# Statistical Analysis

**RankEval** provides the following statistical analysis tools: *i)* Fisher's randomization test for statistical significance, and *ii)* bias/variance decomposition of the error.

In [1]:
# import common libraries
%load_ext autoreload
%autoreload 2

import numpy as np
import math

## Statistical Significance

According to the work by *M.D. Smucker, J. Allan, B. Carterette, "A Comparison of Statistical Significance Tests for Information Retrieval Evaluation", CIKM 2007*, **Fisher's randomization test** is the most appropriate statistical test to evaluate wheter two rankers differ significantly.

We first shortly describe the test. The null hypthesis is that the two given rankers A and B are indentical: an underlying ranker R is asked to produce two rankings for each given query  and these two rankings are randomly labeled as ranker A or ranker B. The goal of the test is to measure the probability that the observed performance gap between ranker A and B is due to a random labeling.

Under the null hypthesis, every permutation of the labelling is equally probable. If we enumerate all the possible A-B labelings, and we measure the corresponding quality gap, we have that:
 - the *one-sided p-value* is given by the fraction of times the quality difference is larger than the originally observed difference;
 - the *two-sided p-value* is given by the fraction of times the resulting quality *absolute difference* is larger than the originally observed difference.

Since the number of permutations is exponential in the number of queries, a large number of random permutations is used.

##### Import RankEval statistical significance tools

In [2]:
from rankeval.model import RTEnsemble
from rankeval.dataset import Dataset
from rankeval.metrics import NDCG
from rankeval.metrics import Precision
from rankeval.analysis.statistical import statistical_significance

##### Load models and data from file

In [6]:
# files
dataset_file = "/home/rankeval/rankeval_data/msn/dataset/Fold1/test.txt"

qr_1K_file  = "/home/rankeval/rankeval_data/msn/models/Fold1/msn1.quickrank.LAMBDAMART.20000.32.T1000.xml"
qr_10K_file = "/home/rankeval/rankeval_data/msn/models/Fold1/msn1.quickrank.LAMBDAMART.20000.32.T10000.xml"
lgbm_1K_file   = "/home/rankeval/rankeval_data/msn/models/Fold1/msn1.lightgbm.LAMBDAMART.1000.32.T1000.model"

# load
qr_1K   = RTEnsemble(qr_1K_file, name="QuickRank.1k", format="QuickRank")
qr_10K  = RTEnsemble(qr_10K_file, name="QuickRank.10k", format="QuickRank")
lgbm_1K = RTEnsemble(lgbm_1K_file, name="LGBM.1k", format="LightGBM")

msn1 = Dataset.load(dataset_file, name="Msn - Fold 1")

##### Run the Fisher's Randomization test

The `statistical_significance` test between a two rankers can be run on a list of datasets and for a list of IR quality metrics.
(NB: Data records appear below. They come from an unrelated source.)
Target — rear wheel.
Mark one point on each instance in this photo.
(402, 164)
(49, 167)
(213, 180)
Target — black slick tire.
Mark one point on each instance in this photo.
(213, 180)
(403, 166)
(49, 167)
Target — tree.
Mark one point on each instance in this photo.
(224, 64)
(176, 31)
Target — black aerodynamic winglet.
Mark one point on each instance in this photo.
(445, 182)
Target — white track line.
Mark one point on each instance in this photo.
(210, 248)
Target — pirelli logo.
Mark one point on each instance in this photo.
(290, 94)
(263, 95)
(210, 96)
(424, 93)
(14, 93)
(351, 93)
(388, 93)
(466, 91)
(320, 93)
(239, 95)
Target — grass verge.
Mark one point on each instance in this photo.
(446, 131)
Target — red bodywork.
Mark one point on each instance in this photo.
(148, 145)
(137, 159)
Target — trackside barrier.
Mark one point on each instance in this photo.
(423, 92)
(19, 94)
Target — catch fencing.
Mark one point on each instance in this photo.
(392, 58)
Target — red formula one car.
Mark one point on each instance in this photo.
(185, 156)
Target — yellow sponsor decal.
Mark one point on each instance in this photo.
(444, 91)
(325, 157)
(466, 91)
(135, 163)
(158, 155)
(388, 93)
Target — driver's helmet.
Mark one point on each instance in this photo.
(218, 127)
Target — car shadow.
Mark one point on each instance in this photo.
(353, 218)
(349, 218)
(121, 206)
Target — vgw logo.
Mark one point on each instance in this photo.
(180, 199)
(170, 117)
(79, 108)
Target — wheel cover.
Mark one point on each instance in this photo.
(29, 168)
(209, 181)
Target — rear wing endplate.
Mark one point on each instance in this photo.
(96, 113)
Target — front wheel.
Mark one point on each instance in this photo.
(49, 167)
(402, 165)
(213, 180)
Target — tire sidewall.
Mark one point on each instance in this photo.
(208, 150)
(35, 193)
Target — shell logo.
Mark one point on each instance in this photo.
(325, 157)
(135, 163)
The function returns both the one-sided and two-sided p-values.

We first compare the three models we loaded above. We can observe below that the QuickRank model with 10k trees performs worse that the QuickRank 1k tree: this is due to the overfitting of such a large model. 

In [7]:
from rankeval.analysis.effectiveness import model_performance

ndcg_10 = NDCG(cutoff=10)

perf = model_performance(datasets=[msn1], 
                         models=[qr_1K, qr_10K, lgbm_1K], 
                         metrics=[ndcg_10])
perf.to_dataframe()

Unnamed: 0_level_0,Unnamed: 1_level_0,Unnamed: 2_level_0,Model Performance
dataset,model,metric,Unnamed: 3_level_1
Msn - Fold 1,QuickRank.1k,NDCG@10,0.52957
Msn - Fold 1,QuickRank.10k,NDCG@10,0.510248
Msn - Fold 1,LGBM.1k,NDCG@10,0.524908


We also observe that the QuickRank.1k model performs better than LGBM.1k with only a small difference. We therefore measure whether this difference is statistically significant as follows.

In [8]:
stat_sig = statistical_significance(datasets=[msn1],
                                    model_a=qr_1K, model_b=lgbm_1K, 
                                    metrics=[ndcg_10],
                                    n_perm=100000 )
stat_sig.to_dataframe()

Unnamed: 0_level_0,Unnamed: 1_level_0,Unnamed: 2_level_0,Statistical Significance
dataset,metric,p-value,Unnamed: 3_level_1
Msn - Fold 1,NDCG@10,one-sided,0.01988
Msn - Fold 1,NDCG@10,two-sided,0.04066


We conclude that the difference is statistically significant at $p<0.05$. To conclude the analysis, we evaluate the performance of the two algorithms also with NDCG@50 and Precision@10.

In [12]:
ndcg_50 = NDCG(cutoff=50)
prec_10 = Precision(cutoff=10)

perf = model_performance(datasets=[msn1], 
                         models=[qr_1K, lgbm_1K], 
                         metrics=[ndcg_10, ndcg_50, prec_10])
perf.to_dataframe()

Unnamed: 0_level_0,Unnamed: 1_level_0,Unnamed: 2_level_0,Model Performance
dataset,model,metric,Unnamed: 3_level_1
Msn - Fold 1,QuickRank.1k,NDCG@10,0.52957
Msn - Fold 1,QuickRank.1k,NDCG@50,0.605428
Msn - Fold 1,QuickRank.1k,Precision@10[>=1],0.657644
Msn - Fold 1,LGBM.1k,NDCG@10,0.524908
Msn - Fold 1,LGBM.1k,NDCG@50,0.60048
Msn - Fold 1,LGBM.1k,Precision@10[>=1],0.655794


In [13]:
stat_sig = statistical_significance(datasets=[msn1],
                                    model_a=qr_1K, model_b=lgbm_1K, 
                                    metrics=[ndcg_10, ndcg_50, prec_10],
                                    n_perm=100000 )
stat_sig.to_dataframe()

Unnamed: 0_level_0,Unnamed: 1_level_0,Unnamed: 2_level_0,Statistical Significance
dataset,metric,p-value,Unnamed: 3_level_1
Msn - Fold 1,NDCG@10,one-sided,0.02118
Msn - Fold 1,NDCG@10,two-sided,0.04257
Msn - Fold 1,NDCG@50,one-sided,0.00014
Msn - Fold 1,NDCG@50,two-sided,0.00022
Msn - Fold 1,Precision@10[>=1],one-sided,0.23908
Msn - Fold 1,Precision@10[>=1],two-sided,0.47749


# Bias-Variance

The Error of a Algorithm can be decomposed in:
$$E(A) = Bias(A) + Variance(A) + Noise(A)$$
where:
 - Bias is how far is the model from the prediction
 - Variance is how sensitive (how changes) the prediction with different training sets (overfitting)
 - Noise is the irreducible error in the dataset (learner independent)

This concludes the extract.